Rule of Cool: The Troodon who see in slow-motion, and the Albertosaurus that somehow makes a HUGE leap out of nowhere.
Science Marches On: An interesting case in that the science was already there, but the movie still used the outdated portrayal of Quetzalcoatlus as a scavenger, and gave it a terribly obsolete bipedal stance. The ceratopsids and ankylosaur also have old-school, wrongly positioned "elephant feet", and the mosasaur lacked its tail-fluke. On other fronts, the creators went with the latest ideas, such as depicting tyrannosaurids with speculative feathers, and not giving the hadrosaurs claws. Weird.
In a legit example, it appears that Edmontosaurus didn't migrate.
Shown Their Work: As said above, some animals are incredibly accurate in their portrayals, save for perhaps a few anatomical details. Bonus points for the non-pronated theropod hands, as well as showcasing some new discoveries such as male deinonychosaurs brooding nests.

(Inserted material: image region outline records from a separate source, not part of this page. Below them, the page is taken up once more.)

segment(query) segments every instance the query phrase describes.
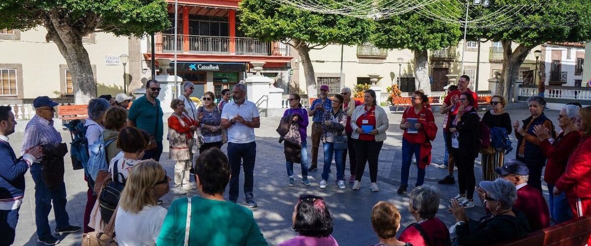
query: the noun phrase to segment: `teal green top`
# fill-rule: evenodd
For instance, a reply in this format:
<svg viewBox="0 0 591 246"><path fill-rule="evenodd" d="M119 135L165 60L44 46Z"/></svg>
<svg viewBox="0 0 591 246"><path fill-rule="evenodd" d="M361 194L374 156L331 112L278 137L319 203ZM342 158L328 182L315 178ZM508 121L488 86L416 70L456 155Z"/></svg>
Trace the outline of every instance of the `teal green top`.
<svg viewBox="0 0 591 246"><path fill-rule="evenodd" d="M158 99L156 99L156 105L154 105L148 101L145 95L144 95L134 101L128 113L127 119L134 122L135 126L140 129L145 130L150 134L153 134L156 137L156 141L162 142L162 137L164 135L162 117L164 114L162 111L160 101ZM158 120L157 127L156 120ZM154 132L155 129L156 132Z"/></svg>
<svg viewBox="0 0 591 246"><path fill-rule="evenodd" d="M156 245L183 246L187 224L187 199L168 208ZM190 245L267 245L252 212L225 201L193 196L191 200Z"/></svg>

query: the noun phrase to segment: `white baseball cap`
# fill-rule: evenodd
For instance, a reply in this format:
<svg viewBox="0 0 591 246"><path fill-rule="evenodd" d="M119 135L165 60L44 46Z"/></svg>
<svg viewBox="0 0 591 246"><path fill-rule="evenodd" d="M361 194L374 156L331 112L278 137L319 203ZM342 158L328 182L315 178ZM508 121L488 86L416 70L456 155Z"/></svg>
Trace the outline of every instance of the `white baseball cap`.
<svg viewBox="0 0 591 246"><path fill-rule="evenodd" d="M117 101L118 103L121 103L123 102L123 101L125 101L126 100L129 100L131 101L133 99L134 97L132 97L131 96L127 96L125 93L119 93L115 97L115 100Z"/></svg>

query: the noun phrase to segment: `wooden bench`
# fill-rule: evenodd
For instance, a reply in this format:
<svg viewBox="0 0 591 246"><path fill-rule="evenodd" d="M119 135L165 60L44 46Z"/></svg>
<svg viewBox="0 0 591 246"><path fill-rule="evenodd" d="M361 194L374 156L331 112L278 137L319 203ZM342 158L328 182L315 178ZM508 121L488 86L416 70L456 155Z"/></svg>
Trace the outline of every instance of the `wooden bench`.
<svg viewBox="0 0 591 246"><path fill-rule="evenodd" d="M591 233L591 217L583 217L532 232L523 239L504 242L496 245L581 246L587 244L590 233Z"/></svg>

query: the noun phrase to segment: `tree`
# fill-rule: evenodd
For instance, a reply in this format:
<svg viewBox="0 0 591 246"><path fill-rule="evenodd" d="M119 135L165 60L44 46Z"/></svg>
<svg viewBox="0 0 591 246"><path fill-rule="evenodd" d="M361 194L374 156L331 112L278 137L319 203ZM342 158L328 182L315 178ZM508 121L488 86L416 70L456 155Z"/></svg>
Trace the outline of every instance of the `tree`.
<svg viewBox="0 0 591 246"><path fill-rule="evenodd" d="M45 27L46 40L57 45L72 71L75 102L83 104L96 96L96 82L82 37L161 31L170 25L166 5L162 0L2 0L0 29Z"/></svg>
<svg viewBox="0 0 591 246"><path fill-rule="evenodd" d="M511 88L515 86L519 68L531 49L546 42L591 40L591 4L587 0L498 0L493 4L531 6L510 15L505 25L470 29L469 32L473 40L484 38L502 43L503 71L496 91L506 98L513 97ZM485 8L480 12L495 10ZM514 43L517 44L515 48Z"/></svg>
<svg viewBox="0 0 591 246"><path fill-rule="evenodd" d="M366 19L311 12L269 0L243 0L239 18L239 28L246 35L266 42L283 41L297 51L309 97L317 96L310 51L331 44L361 44L373 27Z"/></svg>
<svg viewBox="0 0 591 246"><path fill-rule="evenodd" d="M456 46L462 34L456 24L434 21L415 11L378 21L376 30L371 37L376 46L413 51L416 87L426 94L431 93L428 51Z"/></svg>

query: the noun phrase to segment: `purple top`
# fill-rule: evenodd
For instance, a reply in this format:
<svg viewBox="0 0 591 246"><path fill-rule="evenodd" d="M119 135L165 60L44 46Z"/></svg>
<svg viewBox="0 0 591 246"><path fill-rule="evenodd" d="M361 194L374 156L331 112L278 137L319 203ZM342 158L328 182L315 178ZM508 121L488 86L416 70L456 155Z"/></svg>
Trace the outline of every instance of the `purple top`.
<svg viewBox="0 0 591 246"><path fill-rule="evenodd" d="M308 111L304 108L289 109L283 113L283 117L287 114L297 114L300 116L300 119L297 121L297 124L300 126L300 135L301 136L301 142L306 142L306 138L307 137L306 130L308 127Z"/></svg>
<svg viewBox="0 0 591 246"><path fill-rule="evenodd" d="M332 235L317 238L316 237L297 236L279 244L278 246L339 246Z"/></svg>

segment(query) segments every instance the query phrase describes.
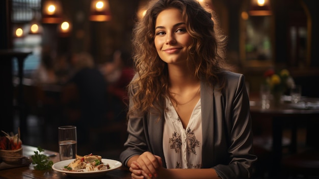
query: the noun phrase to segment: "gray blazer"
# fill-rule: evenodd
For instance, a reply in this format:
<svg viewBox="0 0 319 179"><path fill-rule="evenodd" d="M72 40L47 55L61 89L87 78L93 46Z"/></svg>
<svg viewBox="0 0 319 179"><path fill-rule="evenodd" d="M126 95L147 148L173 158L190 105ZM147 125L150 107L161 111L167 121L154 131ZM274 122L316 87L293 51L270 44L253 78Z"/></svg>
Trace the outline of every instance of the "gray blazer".
<svg viewBox="0 0 319 179"><path fill-rule="evenodd" d="M231 72L226 72L225 75L224 91L201 83L202 168L213 168L222 178L248 178L257 157L252 151L252 121L245 77ZM128 139L120 156L124 165L132 156L149 151L160 156L166 167L162 142L164 119L158 121L158 117L151 112L129 119Z"/></svg>

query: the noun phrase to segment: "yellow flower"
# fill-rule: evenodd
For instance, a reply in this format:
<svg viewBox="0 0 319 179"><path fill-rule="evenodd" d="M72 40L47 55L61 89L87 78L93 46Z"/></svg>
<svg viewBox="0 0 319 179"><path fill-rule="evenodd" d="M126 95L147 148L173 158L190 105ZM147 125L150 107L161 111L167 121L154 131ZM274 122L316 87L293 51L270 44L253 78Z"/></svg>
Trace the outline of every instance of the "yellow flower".
<svg viewBox="0 0 319 179"><path fill-rule="evenodd" d="M272 85L278 85L280 83L280 77L278 74L273 74L271 79L271 83Z"/></svg>
<svg viewBox="0 0 319 179"><path fill-rule="evenodd" d="M280 71L280 75L281 76L288 76L289 74L289 71L288 71L286 69L283 69Z"/></svg>

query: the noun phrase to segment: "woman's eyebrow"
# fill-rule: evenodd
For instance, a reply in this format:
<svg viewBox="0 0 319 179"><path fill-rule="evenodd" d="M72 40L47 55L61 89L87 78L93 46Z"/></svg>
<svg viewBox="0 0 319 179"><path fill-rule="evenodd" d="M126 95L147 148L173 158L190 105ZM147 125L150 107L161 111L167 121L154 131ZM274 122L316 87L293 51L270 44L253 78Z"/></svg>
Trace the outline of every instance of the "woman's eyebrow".
<svg viewBox="0 0 319 179"><path fill-rule="evenodd" d="M185 22L179 22L179 23L177 23L176 24L174 25L173 26L173 27L177 27L178 25L182 25L182 24L185 24ZM165 28L164 26L157 26L155 28L155 29L165 29Z"/></svg>

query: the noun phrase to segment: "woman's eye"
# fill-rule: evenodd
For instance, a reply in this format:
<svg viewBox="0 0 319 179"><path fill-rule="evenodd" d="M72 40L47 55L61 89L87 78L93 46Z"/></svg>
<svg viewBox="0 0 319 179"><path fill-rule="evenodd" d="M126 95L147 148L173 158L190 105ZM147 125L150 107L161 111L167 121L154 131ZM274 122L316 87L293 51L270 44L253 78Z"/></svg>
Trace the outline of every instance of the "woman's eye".
<svg viewBox="0 0 319 179"><path fill-rule="evenodd" d="M176 31L176 32L186 32L186 29L185 28L178 29Z"/></svg>
<svg viewBox="0 0 319 179"><path fill-rule="evenodd" d="M165 34L165 33L162 31L158 32L156 33L156 35L162 35Z"/></svg>

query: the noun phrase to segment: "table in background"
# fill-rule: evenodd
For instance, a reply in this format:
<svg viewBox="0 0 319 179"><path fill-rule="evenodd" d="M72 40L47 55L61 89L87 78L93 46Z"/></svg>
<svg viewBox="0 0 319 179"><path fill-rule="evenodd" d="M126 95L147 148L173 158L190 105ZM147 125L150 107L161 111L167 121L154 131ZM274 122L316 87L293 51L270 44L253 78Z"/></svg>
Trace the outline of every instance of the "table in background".
<svg viewBox="0 0 319 179"><path fill-rule="evenodd" d="M319 101L319 99L304 98L305 101ZM260 99L251 97L250 112L252 116L268 117L272 120L272 152L273 153L271 164L272 177L279 176L282 158L282 133L285 122L289 124L291 127L291 139L290 151L297 152L297 125L306 124L312 120L319 120L319 109L299 109L292 108L291 104L282 103L279 106L270 105L269 109L262 109ZM253 122L254 118L253 117Z"/></svg>
<svg viewBox="0 0 319 179"><path fill-rule="evenodd" d="M34 151L37 150L37 148L33 146L23 145L23 155L25 156L30 156L34 155ZM56 163L60 161L59 152L53 151L45 150L44 153L49 155L55 155L54 157L50 157L50 160ZM0 170L0 178L36 178L36 179L60 179L70 178L66 174L63 173L59 172L53 169L49 169L47 171L36 170L33 169L32 166L26 166L20 167L13 168ZM110 171L107 173L105 176L99 178L131 178L130 172L128 169L125 167L121 167L120 168Z"/></svg>

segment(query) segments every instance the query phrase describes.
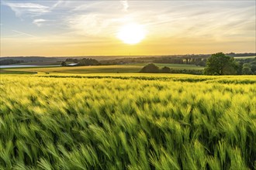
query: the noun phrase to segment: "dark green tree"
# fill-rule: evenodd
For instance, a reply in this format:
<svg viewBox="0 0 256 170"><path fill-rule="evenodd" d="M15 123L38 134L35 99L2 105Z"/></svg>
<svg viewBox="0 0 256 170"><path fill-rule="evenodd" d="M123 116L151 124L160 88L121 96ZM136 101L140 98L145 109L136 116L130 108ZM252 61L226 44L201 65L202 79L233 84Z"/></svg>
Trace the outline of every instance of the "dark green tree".
<svg viewBox="0 0 256 170"><path fill-rule="evenodd" d="M232 75L237 74L238 65L231 56L223 53L213 54L206 62L204 73L206 75Z"/></svg>

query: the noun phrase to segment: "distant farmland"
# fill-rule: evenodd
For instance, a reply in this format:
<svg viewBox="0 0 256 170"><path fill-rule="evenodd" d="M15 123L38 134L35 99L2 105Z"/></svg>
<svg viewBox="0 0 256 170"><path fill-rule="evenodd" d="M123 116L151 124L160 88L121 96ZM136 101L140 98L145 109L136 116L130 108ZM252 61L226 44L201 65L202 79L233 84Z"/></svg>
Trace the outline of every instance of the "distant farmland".
<svg viewBox="0 0 256 170"><path fill-rule="evenodd" d="M3 69L9 71L25 71L39 73L138 73L147 63L110 65L110 66L64 66L64 67L33 67ZM159 67L168 66L177 70L202 70L204 67L192 64L156 64Z"/></svg>

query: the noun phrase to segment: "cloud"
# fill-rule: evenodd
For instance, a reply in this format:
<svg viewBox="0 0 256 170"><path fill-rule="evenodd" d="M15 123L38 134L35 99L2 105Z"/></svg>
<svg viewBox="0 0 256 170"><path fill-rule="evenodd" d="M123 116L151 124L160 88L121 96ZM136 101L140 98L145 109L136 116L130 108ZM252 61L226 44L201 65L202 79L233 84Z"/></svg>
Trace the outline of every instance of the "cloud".
<svg viewBox="0 0 256 170"><path fill-rule="evenodd" d="M127 12L129 8L129 4L127 0L121 0L120 1L122 5L123 5L123 10L125 12Z"/></svg>
<svg viewBox="0 0 256 170"><path fill-rule="evenodd" d="M45 22L47 20L43 19L36 19L33 21L33 24L36 24L37 26L41 26L43 22Z"/></svg>
<svg viewBox="0 0 256 170"><path fill-rule="evenodd" d="M40 15L50 12L50 7L35 3L4 2L3 5L11 8L17 17L22 15Z"/></svg>
<svg viewBox="0 0 256 170"><path fill-rule="evenodd" d="M20 31L17 31L17 30L12 30L12 31L13 31L16 33L19 33L19 36L26 36L33 37L33 38L36 37L32 34L26 33L26 32L20 32Z"/></svg>

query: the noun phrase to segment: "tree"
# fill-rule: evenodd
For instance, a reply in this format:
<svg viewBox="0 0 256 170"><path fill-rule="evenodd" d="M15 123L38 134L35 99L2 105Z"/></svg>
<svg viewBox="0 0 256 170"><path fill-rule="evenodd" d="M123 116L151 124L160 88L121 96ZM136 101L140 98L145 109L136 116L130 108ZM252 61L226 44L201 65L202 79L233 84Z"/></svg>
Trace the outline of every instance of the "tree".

Small Taxonomy Pools: Averted. Instead of the overused T. rex, generic dromaeosaur, Triceratops and Anyklosaurus, the program uses Gorgosaurus and Albertosaurus, Troodon, Pachyrhinosaurus, and an unnamed nodosaur (most likely an Edmontonia).
Super-Persistent Predator: The Albertosaurus is the very definition of this. His feathers catch fire? Mild annoyance. A volcanic flood drags him away? Temporary setback. He's falling down from a cliff? Not going down without its victim.